In my heart, I feel that there must be a super simple recursive solution to this, but I cannot immediately grok it.
I have a tree stored in SQL as a closure table. The
The first key is to sort the SQL results by the number of ancestors. I did this in PHP since I avoid the complexities of multi-digit numbers.
This provides a list of nodes in an order in which they can be validly inserted.
Array
(
[1] => Array
(
[0] => 1
)
[4] => Array
(
[0] => 4
[1] => 1
)
[2] => Array
(
[0] => 2
[1] => 1
)
[3] => Array
(
[0] => 3
[1] => 1
[2] => 2
)
)
At this point, I don't care about the keys, only the lists of ancestors. The path through the tree can be found between the intersection of available nodes and the remaining ancestors.

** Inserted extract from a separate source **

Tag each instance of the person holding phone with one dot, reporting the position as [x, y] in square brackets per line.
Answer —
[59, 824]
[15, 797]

function add_node($ancestors, &$tree) {
if (count($ancestors) == 1) {
$tree[array_pop($ancestors)] = array();
return;
}
$next_node = array_intersect($ancestors, array_keys($tree));
$this->add_node(
array_diff($ancestors, $next_node) ,
$tree[array_pop($next_node)]
);
}
I've used a closure table (the term sounds strange to me... I forgot what/where I heard it called something else) but I had a 3rd column of "distance" between ancestor and descendant, which lets you distinguish between direct descendants (children) and indirect descendants (grandchildren etc).
Technically the table you listed can record data in a directed acyclic graph, so it may not be possible to construct a hierarchical tree w/o duplicate sections.
edit:
If I were querying in PHP, I'd probably just SELECT on the table itself w/o using GROUP_CONCAT -- you're going to be processing things procedurally anyway, so why not just get the appropriate subset of the closure table in its rawest form?
Note also that a closure table will not store ordering information (if that is important).
If the tree aspects of this hierarchical data are very important, and you have a choice of how to store data, consider the nested set model which can maintain ordering and is much easier to reconstruct a tree.